GUR
GUR - MorningCalM February 2019
FOUND IN TRANSLATION
GUR creates handwoven rugs using traditional Portuguese methods, though its designs are anything but traditional. By collaborating with contemporary artists, GUR bridges different art styles, cultures and ways of seeing the world.
Célia Esteves is a translator — in her line of work, you have to be good at keeping track of the threads of a conversation. Her source material hails from disparate backgrounds and languages, which her business partner, weaver Cláudia Vilas Boas, helps decipher into Portuguese traditions. Together they make up GUR, a company in Porto that has created rugs based on the works of contemporary artists since 2013.
GUR rugs begin with a series of conversations. First, Esteves talks with the artists. It could take as little as a week to nail down the rug version of the artist’s work, or it could take three months. “We try to translate as best as we can — the design — but sometimes it doesn’t work on the first time, so we have to adapt,” says Esteves.
She likens it to pixels — weavers follow a blueprint that’s broken down square by square, knot by knot; abstract designs often look better and are more feasible to produce than realistic artwork. After the design is settled, Esteves talks with Vilas Boas to see what would work best, and they produce a sample to share with the artist. Then they discuss it some more. If everything looks good, the rug goes into full production, woven with leftover cotton from textile factories around Portugal.
Esteves was born and raised in a city that gazes out to the sea, beyond the western edge of Europe. Viana do Castelo brims with ancient heritage, and the traditional handicrafts industry still thrives there. Esteves can remember seeing rugs in her home all throughout her childhood. “I remember in the summer, my grandma used to ask me and my sister to wash them on the terrace with a brush and water,” she says.
She moved to Porto to study graphic design. When she started working in a printmaking studio, she had her first experience of working with other artists — and something clicked. “That was the natural inspiration for GUR,” she says. The first rug she ever created was for an exhibition, which is how she met Vilas Boas. A rug of Esteves’ own design, it features two white eyes arranged in a piercing stare, framed by black eyelids on a dark canvas. Eyes are her signature mark; she has an eye tattooed on each arm and uses one in GUR’s logo. “It’s a bridge between the project and me,” she says.
Esteves has looked far and wide to connect with artists from Hong Kong, Taipei, Mexico, Romania and Korea. She doesn’t design anymore — she thrives on connection, having begun GUR by collaborating with close friends and later reaching out to artists she admires. “Ian Stevenson was one of those,” she says. “When he said yes, I was really happy. I started to believe more in the project.”

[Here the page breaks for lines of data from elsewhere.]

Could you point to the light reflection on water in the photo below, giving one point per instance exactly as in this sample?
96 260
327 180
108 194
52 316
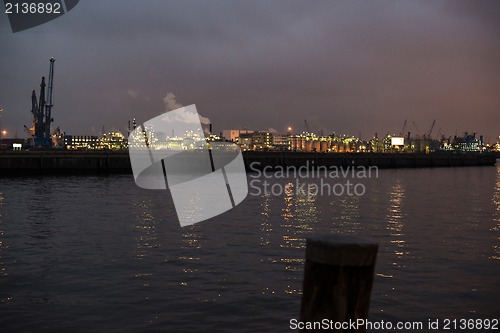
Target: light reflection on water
119 252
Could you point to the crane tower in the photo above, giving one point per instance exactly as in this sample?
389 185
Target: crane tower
42 111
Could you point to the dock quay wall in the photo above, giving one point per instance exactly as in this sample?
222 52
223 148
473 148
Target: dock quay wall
75 162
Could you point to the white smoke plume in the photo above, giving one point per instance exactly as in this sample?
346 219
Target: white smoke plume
171 102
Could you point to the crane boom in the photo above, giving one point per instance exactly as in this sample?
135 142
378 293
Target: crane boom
48 107
432 127
307 126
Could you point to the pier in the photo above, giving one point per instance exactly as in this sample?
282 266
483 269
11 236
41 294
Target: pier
28 163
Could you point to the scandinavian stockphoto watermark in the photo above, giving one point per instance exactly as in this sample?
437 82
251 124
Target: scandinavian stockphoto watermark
171 151
310 180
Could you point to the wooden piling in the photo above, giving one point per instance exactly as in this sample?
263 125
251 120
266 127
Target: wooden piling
338 279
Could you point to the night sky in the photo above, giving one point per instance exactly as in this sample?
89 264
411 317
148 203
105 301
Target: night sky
345 66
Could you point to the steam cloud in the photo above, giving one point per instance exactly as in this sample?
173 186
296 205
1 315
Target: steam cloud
171 104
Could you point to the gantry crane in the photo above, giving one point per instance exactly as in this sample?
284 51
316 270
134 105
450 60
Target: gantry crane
42 112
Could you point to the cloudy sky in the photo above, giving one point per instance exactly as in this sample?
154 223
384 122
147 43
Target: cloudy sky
344 66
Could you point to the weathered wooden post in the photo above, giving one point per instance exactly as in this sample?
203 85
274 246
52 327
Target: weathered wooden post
338 279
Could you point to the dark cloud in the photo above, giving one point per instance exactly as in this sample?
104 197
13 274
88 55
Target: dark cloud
345 66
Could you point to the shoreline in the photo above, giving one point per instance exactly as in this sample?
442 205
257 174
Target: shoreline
26 163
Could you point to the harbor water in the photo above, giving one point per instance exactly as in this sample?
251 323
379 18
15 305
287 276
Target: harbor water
97 253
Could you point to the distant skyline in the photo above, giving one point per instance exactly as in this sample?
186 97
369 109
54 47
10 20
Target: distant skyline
348 67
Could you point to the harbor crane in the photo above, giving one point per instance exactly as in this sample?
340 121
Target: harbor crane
404 127
42 111
416 127
430 131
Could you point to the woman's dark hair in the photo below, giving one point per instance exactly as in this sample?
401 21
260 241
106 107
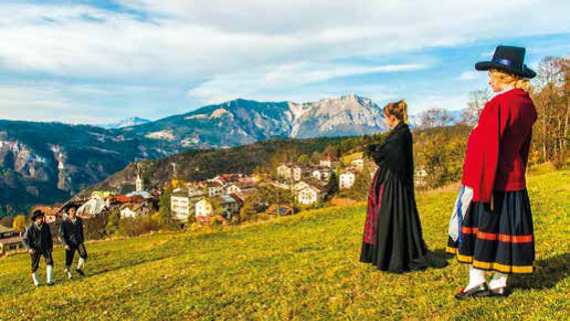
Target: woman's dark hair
398 109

Esteves works with artists who embrace abstract styles over realistic ones in part due to the practicalities of her medium. But it’s also because these artists, too, are preoccupied with how we look at things — how abstraction can highlight a new way of seeing. GUR has given nods to some of the biggest names in Western abstract art. Its KO series of rugs was inspired by Mark Rothko’s famous “multiforms,” hazy blocks of color usually painted on enormous canvases to surreal effect. Other rugs were inspired by Russian artist Kazimir Malevich’s work, which appears demurely simple today but is emblematic of his abstract Suprematist style that was so nonconformist as to be banned under Stalin’s regime.

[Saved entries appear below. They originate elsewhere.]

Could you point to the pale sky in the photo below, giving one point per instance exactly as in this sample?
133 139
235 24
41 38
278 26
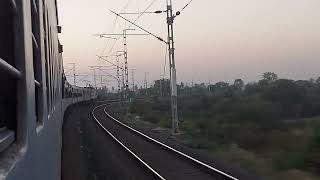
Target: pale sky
216 40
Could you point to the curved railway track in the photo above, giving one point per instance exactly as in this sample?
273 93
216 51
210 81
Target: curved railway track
163 161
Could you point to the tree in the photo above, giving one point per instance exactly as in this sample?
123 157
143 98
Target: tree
286 92
270 77
238 84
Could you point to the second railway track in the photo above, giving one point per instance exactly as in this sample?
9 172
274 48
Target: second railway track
161 160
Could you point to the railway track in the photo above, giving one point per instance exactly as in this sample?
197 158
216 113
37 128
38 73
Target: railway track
163 161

GUR’s rugs celebrate the freedom inherent in experimentation. They bridge consumers and art, artists and artisans, and one culture to another. “I didn’t do it alone,” Esteves says emphatically. She was introduced to many of the artists she knows now with the help of fellow art lovers across the world, as well as design studios like Fabrica.

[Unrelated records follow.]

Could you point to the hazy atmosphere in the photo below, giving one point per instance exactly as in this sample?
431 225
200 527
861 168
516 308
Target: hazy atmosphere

“Two years ago, I went to China for a residency for one month. That was my first big international travel,” says Esteves. “Since then, I’ve been traveling much more.” She looks forward to exploring shores far away from Portugal.
And of course, GUR wouldn’t have been possible without Vilas Boas or the other weavers Esteves has worked with. “GUR wouldn’t exist if they weren’t so open-minded,” she says. “I really appreciate their work and respect their work, and they are not behind the scenes. They are a big part, or most of the part, of the project. People that work with artisans should value their work and their knowledge.”
This past September, GUR launched a new wool collection with designs by artists Nicolas Burrows and William Luz and produced by traditional wool rug company Tapetes Beiriz. GUR knows that no man is an island. It shows that everything we create is the picking up of an ongoing conversation. And sometimes, when we’re lucky, a new voice enriches the discussion.